Though "for rent" signs have become all too familiar at retail locations throughout the city, they are a rarity on Third Avenue above East 57th Street.

Retailers are expanding their existing spaces there, new stores are moving in and hordes of consumers are shopping in them.

A flurry of development around East 59th Street-including the construction of the new Bloomberg L.P. headquarters and a residential building, as well as an influx of major retailers-is raising the profile of this already robust shopping district.


"Third Avenue is a very strong and underrated street compared with Madison and Fifth avenues," says Steve Blatt, owner of the clothing store Searle, which has two locations on Third Avenue.

Active thoroughfare

Within the past seven months, at least seven retailers have either moved to the bustling avenue or expanded their existing stores there, including Arden b., Gracious Home and Mondrian French Pastry.

The exclusive furniture store Maurice Villency, which moved into a 30,000-square-foot space on East 57th Street in October, is driving some of the recent interest in the neighborhood.

In its first four months, the store attracted 20,000 people, or three times the visitors that its former location on East 35th Street and Madison Avenue brought in annually.

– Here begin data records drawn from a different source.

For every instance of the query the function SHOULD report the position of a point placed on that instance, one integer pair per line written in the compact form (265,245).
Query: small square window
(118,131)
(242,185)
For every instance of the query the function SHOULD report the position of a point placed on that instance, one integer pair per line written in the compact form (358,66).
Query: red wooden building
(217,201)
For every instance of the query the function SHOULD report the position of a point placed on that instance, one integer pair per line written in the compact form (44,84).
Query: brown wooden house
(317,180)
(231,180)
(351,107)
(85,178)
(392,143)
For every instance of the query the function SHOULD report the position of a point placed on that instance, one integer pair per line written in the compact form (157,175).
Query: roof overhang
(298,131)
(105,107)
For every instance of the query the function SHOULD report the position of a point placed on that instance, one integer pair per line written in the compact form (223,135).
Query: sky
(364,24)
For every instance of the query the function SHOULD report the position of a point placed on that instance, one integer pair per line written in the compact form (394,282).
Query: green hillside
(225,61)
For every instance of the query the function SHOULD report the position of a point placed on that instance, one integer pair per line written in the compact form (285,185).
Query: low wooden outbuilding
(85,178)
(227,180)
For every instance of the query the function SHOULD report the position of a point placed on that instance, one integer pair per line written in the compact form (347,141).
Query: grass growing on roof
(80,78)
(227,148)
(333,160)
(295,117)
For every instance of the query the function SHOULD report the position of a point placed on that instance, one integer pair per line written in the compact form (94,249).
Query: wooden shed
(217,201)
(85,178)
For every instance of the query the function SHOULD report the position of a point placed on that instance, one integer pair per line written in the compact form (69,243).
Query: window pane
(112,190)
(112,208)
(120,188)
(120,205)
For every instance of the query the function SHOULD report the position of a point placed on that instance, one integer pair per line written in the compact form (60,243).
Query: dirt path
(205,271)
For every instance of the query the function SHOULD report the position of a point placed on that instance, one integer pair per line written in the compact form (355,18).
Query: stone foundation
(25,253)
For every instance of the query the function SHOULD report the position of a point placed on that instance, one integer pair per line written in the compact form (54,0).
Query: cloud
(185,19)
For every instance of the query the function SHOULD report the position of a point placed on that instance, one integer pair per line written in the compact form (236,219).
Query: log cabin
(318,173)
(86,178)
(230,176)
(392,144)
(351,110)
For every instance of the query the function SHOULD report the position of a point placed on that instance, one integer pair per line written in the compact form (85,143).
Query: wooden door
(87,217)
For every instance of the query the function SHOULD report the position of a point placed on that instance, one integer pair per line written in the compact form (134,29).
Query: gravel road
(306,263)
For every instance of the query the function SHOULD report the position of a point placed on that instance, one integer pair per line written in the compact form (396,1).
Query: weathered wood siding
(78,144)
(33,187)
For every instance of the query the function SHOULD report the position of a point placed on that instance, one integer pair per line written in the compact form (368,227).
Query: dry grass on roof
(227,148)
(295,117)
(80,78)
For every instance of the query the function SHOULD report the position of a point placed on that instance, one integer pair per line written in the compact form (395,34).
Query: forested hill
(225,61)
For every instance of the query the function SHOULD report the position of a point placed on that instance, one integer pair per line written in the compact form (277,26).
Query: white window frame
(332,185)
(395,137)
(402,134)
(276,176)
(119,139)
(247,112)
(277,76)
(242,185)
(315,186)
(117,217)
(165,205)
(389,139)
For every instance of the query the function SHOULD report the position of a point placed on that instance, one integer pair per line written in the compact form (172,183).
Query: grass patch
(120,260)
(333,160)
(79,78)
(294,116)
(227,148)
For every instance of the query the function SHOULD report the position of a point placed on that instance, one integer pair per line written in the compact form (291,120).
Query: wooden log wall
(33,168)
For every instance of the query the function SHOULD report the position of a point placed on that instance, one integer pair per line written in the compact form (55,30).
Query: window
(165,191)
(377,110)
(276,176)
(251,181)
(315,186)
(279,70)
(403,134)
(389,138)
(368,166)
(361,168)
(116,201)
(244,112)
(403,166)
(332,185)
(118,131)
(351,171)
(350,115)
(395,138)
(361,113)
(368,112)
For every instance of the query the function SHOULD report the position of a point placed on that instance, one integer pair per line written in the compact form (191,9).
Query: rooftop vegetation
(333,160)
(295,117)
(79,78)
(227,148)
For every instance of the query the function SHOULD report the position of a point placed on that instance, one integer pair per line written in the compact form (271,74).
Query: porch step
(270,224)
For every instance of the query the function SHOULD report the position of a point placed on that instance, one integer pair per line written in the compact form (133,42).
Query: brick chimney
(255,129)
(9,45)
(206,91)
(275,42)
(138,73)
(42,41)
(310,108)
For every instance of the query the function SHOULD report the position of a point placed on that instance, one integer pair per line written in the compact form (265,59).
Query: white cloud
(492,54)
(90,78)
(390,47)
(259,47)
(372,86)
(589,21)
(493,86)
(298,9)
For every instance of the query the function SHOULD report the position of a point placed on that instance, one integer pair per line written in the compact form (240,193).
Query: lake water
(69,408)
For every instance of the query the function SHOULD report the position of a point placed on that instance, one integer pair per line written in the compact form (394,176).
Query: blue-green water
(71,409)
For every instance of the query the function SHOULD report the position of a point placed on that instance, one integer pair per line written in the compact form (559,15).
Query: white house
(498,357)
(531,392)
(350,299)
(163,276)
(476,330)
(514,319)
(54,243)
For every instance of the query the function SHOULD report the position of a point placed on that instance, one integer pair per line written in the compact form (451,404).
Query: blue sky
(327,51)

A number of factors convinced the family-run store to move to Third Avenue, including the belief that in a few years it would be shut out of the neighborhood. "There was a lot of potential for the neighborhood, and we felt that we wouldn't be able to get in there once it took off," says Eric Villency.

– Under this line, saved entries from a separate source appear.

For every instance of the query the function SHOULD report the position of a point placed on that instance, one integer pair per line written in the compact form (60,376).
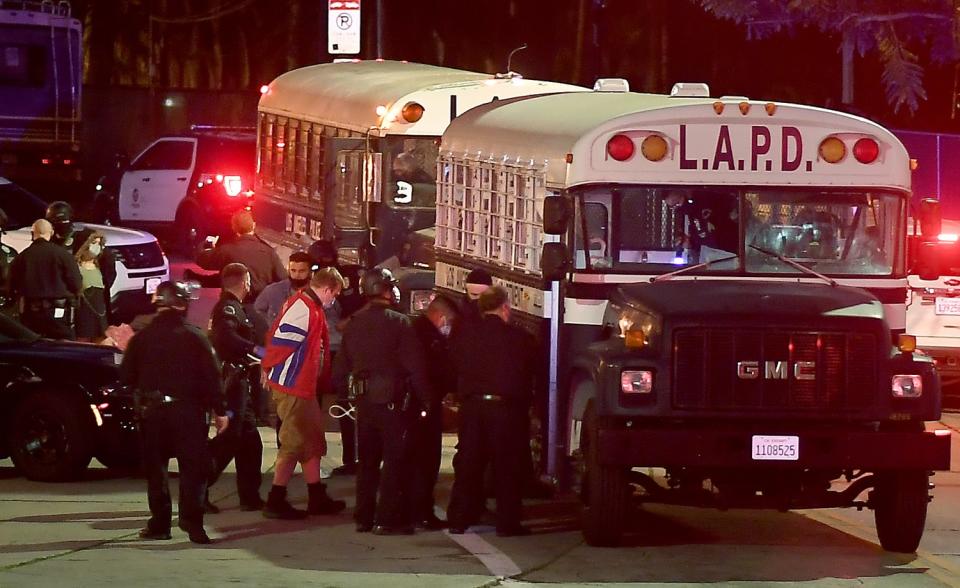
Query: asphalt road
(84,534)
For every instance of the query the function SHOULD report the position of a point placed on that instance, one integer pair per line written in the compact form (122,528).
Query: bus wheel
(605,489)
(899,501)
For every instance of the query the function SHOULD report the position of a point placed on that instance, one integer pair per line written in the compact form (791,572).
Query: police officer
(380,354)
(65,233)
(433,329)
(174,373)
(232,335)
(46,278)
(495,362)
(247,248)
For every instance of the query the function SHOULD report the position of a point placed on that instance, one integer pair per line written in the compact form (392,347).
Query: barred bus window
(303,141)
(279,150)
(290,158)
(314,159)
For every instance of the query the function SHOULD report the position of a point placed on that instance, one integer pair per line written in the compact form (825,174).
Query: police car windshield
(662,229)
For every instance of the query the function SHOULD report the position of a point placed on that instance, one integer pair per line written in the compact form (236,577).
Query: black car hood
(684,298)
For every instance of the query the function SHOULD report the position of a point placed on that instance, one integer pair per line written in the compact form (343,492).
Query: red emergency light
(866,150)
(620,147)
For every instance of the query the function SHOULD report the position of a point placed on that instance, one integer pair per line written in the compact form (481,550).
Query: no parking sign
(343,26)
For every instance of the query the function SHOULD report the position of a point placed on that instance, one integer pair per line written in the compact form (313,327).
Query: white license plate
(947,306)
(150,284)
(775,448)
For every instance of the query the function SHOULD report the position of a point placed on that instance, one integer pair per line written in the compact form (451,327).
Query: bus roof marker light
(832,150)
(866,150)
(654,147)
(620,147)
(412,112)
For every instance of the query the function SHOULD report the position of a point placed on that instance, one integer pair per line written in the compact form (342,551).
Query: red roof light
(620,147)
(866,150)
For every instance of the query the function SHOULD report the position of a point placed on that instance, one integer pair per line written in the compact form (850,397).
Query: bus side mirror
(556,213)
(928,262)
(554,261)
(931,221)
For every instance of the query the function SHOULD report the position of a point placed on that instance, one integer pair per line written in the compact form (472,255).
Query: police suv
(141,263)
(187,186)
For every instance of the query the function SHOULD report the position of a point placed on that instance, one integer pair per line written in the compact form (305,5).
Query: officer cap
(172,295)
(323,252)
(479,276)
(376,282)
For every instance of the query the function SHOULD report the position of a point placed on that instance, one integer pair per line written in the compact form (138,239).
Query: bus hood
(723,299)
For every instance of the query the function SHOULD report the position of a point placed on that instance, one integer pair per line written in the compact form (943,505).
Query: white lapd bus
(347,151)
(715,282)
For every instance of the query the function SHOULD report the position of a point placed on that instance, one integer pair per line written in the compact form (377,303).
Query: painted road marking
(938,568)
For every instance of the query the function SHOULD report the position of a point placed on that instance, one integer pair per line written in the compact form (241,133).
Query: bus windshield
(410,171)
(660,229)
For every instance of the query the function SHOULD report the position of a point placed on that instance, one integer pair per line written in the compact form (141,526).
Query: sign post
(343,27)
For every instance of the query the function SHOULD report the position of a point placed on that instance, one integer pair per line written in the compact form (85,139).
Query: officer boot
(319,503)
(277,506)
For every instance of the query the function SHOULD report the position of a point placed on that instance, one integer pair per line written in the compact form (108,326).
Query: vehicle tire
(51,439)
(607,492)
(899,502)
(190,232)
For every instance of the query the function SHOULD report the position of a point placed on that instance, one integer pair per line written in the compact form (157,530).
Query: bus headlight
(636,382)
(907,386)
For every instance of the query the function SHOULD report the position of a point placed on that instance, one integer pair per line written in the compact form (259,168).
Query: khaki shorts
(301,429)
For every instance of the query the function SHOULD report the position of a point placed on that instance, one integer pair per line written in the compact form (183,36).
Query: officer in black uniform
(246,248)
(46,278)
(495,364)
(382,358)
(433,329)
(232,335)
(174,373)
(65,233)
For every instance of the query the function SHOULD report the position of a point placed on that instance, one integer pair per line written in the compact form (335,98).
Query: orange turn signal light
(907,343)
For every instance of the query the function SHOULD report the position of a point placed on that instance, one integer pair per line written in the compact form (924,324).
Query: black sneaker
(393,530)
(344,470)
(196,534)
(251,505)
(151,535)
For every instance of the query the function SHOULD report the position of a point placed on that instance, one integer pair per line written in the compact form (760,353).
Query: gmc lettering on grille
(777,370)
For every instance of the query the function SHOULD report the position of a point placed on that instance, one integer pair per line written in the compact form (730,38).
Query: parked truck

Another furniture retailer agreed. Earlier this year, Door Store moved into 969 Third Ave., a block north of Maurice Villency, after its lease expired 11 blocks up the avenue.

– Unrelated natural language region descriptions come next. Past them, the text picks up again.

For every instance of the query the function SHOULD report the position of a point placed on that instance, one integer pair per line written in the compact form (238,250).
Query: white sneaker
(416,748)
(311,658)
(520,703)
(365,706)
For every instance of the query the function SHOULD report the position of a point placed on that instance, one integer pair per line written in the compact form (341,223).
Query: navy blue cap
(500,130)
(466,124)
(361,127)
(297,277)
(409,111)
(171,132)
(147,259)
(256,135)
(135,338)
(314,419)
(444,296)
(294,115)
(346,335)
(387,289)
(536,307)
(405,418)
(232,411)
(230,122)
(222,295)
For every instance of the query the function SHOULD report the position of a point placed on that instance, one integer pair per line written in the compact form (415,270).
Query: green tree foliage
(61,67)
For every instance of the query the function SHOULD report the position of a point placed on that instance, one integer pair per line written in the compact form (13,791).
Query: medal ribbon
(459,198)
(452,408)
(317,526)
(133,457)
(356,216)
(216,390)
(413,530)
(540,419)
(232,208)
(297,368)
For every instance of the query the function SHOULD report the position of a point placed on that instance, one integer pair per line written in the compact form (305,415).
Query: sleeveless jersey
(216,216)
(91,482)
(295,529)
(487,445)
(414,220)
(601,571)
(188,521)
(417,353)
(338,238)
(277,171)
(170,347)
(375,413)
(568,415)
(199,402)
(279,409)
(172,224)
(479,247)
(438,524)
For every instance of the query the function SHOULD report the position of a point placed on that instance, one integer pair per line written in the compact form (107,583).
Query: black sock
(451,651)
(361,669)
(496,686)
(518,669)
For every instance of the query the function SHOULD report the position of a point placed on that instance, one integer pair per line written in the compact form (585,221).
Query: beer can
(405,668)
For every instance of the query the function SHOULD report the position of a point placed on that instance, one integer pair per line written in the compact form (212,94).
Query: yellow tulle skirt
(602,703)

"I knew it would be good to be between Bloomingdale's and Maurice Villency," says Jodi FitzGerald, president of Secaucus, N.J.-based Door Store.

She was right. The store has been so successful that last month it doubled its space to about 14,000 square feet. The new spot has even boosted sales at its Park Avenue site. "The Third Avenue store has turned into an advertisement for the other store," says Ms. FitzGerald.


The furniture shops are banking on the projects across the street from them to increase foot traffic even more. The Bloomberg building, being developed by Vornado Realty Trust, will have 200,000 square feet of retail space. Another 24,000 square feet of retail space will become available in 18 months or so, once the residential building is completed.

South of the border

The prime shopping area on Third Avenue has traditionally started at East 60th Street. But real estate experts say that better shopping is creeping southward.

"Now, the border has expanded to East 57th Street," says Candice Dobbs of Dobbs Associates Inc., who helped Door Store relocate.

That's because space is so tight farther north. Door Store, which had been in its former location for 13 years, wanted to stay in the vicinity when its lease was up, but it couldn't find anything.

Rents on the avenue, at about $125 to $200 a square foot-though the Vornado space is going for about $300-are a bargain compared with Madison and Fifth avenue rents of $600 to $800 a square foot.

There are some vacancies from East 61st to 65th streets, but they are expected to be snapped up quickly. "For every retailer that moves out, there are three new ones in line to take its place," says Faith Hope Consolo, vice chairman of Garrick-Aug Worldwide, the brokerage firm marketing the spaces.

A case in point is Searle, which recently expanded one of its stores on Third Avenue and is planning to expand the second one. "I'd be very happy if a landlord wanted to offer me another space on Third Avenue," says Mr. Blatt.